|
|
|
|
|
by hhas01
2410 days ago
|
|
This is a serious question, BTW. “Lots of people are using it” is testament neither to sound architecture nor practical need. Lots of people have joined MLMs; does that mean MLMs are good and needed? Or does it just mean lots people are easily seduced by layers and layers of makework and grift? The only bit that sounds at all novel or interesting is the dispatcher; and even that is really just an expression of `<load_balancer> | ssh`. At which point, Unix Philosophy tells us we should implement <load_balancer> as a small simple single-purpose Unix command which can easily pipe to other Unix tools. Itch scratched; everyone can now go get on with their actual work. So if that is the case, the precisely what problem is all CWL’s Castles-in-the-sky YAML crap actually solving, other than bored developers’ need to keep entertained? Especially when [from what I can tell] the project doesn’t even provide you a dispatcher component but instead tells everyone to take a spec and write their own. How many wheels need to be reimplemented before someone involved declares it a pig in a poke? And how many more before the rest can accept this? |
|
> the project doesn’t even provide you a dispatcher component but instead tells everyone to take a spec and write their own.
Close...
Software that supports CWL are SaaS vendors, FOSS projects, and various HPC schedulers that all have their own incompatible data management and dispatch/scheduling systems. If you want to write an analysis that runs on more than one of these platforms, you need some abstraction for it. CWL is one such an abstraction.
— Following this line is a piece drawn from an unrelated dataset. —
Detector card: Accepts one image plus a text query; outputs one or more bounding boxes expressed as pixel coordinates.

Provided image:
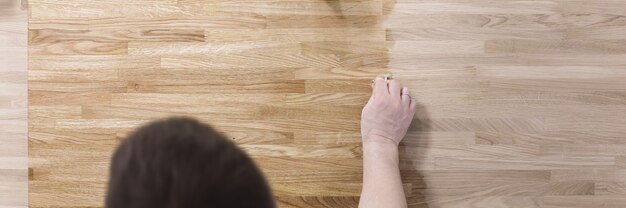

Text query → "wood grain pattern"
[28,0,626,208]
[0,0,28,207]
This matters because maybe you've developed a research pipeline that integrates a bunch of different tools written in different languages and want to run it on somebody else's data, and you need to run it on their infrastructure because copying 12 terabytes of HIPAA-restricted data from their LSF cluster to your Google cloud instance isn't an option.
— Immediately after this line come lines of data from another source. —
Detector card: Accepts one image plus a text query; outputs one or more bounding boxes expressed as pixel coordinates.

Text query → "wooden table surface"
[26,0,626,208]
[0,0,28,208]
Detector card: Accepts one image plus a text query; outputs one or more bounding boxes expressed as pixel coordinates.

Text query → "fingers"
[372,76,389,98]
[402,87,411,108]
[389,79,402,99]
"Just use bash" is what people who adopt CWL are trying to get away from. It is nearly impossible to write portable parallel / distributed analysis in bash, and the result is brittle scripts with more coordination code than code that actually does scientific work. Because CWL is declarative, the CWL engine handles all the coordination, scheduling and data staging for your particular infrastructure.
You may not have any of these needs, but suggesting that we're just bored developers creating castles in the sky is really unhelpful.